This 91m-long tomb was built for Amenhotep II (sometimes also called Amenophis II), who succeeded his father, the great king Tuthmosis III. Amenophis died around 1400 BC after a 26-year reign, long enough to excavate this large and complicated tomb with its six-pillared inner hall leading to the burial chamber. The pharaoh's remains were found here along with many other royal mummies when the tomb was opened by French archaeologist Victor Loret in 1898.
One of the deepest structures in the valley, this tomb has more than 90 steps down to a modern gangway, built over a deep pit designed to protect the inner, lower chambers from both thieves (which it failed to do) and from flash floods.
Stars cover the entire ceiling in the huge burial chamber and the walls feature, as if on a giant painted scroll, text from the Book of Amduat. While most figures are of the same stick-like proportions as in the tomb of Tuthmosis III, this is the first royal tomb in the valley to present figures with more rounded proportions, as on the pillars in the burial chamber showing the pharaoh before Osiris, Hathor and Anubis. The burial chamber is also unique for its double level; the top level was filled with pillars, the bottom contained the sarcophagus.

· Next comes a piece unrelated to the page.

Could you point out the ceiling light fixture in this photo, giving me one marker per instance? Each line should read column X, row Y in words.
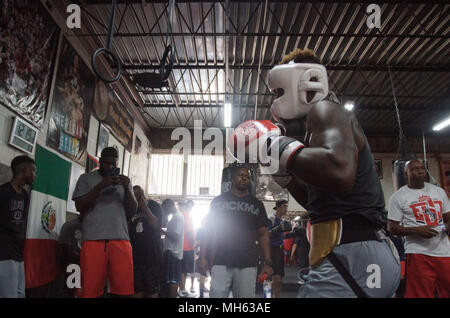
column 349, row 106
column 441, row 125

Although thieves breached the tomb in antiquity, Amenhotep’s mummy was restored by the priests, put back in his sarcophagus with a garland of flowers around his neck, and buried in the two side rooms with 13 other royal mummies, including Tuthmosis IV (1400–1390 BC), Amenhotep III, Merenptah, Ramses IV, V and VI, and Seti II (1200–1194 BC), most of which are now at the Egyptian Museum.